Anch'io, da circa un mese, ho un(a) fisioterapista.
A me la fisioterapista mi ha fatto scoprire che esistono polmoni (e si riempiono d'aria, allargando in fuori le ultime costole) anche in basso (ma più su della pancia) a destra e a sinistra. E perfino -stessa altezza- indietro, verso la colonna vertebrale, con la sensazione che inspirando "lì" si sposta (indietro) anche quella. Inoltre mi ha insegnato la versione autentica del "stai su con le spalle" che mi perseguita dai tempi di mia madre.

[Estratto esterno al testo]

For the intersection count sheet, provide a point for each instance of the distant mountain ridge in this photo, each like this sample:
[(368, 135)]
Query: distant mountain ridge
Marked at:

Il concetto è quello del filo che ti "tira su" da in mezzo alla testa; MA.... siccome in quanto esseri viventi dobbiamo ben radicarci su questa terra, il filo non funziona se non parte dai piedi, o meglio dal loro contatto col terreno. Si tratta semplicemente di camminare con pressione piena dei piedi contro terra: lei (la fisioterapista) suggerisce d'immaginare un elastico che corre tra il centro del tallone e la base delle dita, per allungarlo ad ogni appoggio del relativo piede.
Meglio provare prima da seduti: pensate di tirarvi su ben dritti (il famoso filo). Vi verrà spontaneo farlo a partire dal culo appoggiato sulla sedia. Rifatelo invece partendo dai piedi, cioè spingendo con i piedi contro terra: tutta un'altra cosa! Stessa sensazione nel camminare per strada, belli dritti verso l'alto, ma a partire dai piedi che premono integralmente, spudoratamente il VIL SELCIATO (viene subito da parlare così: è perchè ti senti improvvisamente strafigo, ma proprio strafigo dentro). Se poi mentre cammini respiri anche un po' in zona toracica bassa destra-sinistra/indietro... 'napocalisse, non caghi più nessuno!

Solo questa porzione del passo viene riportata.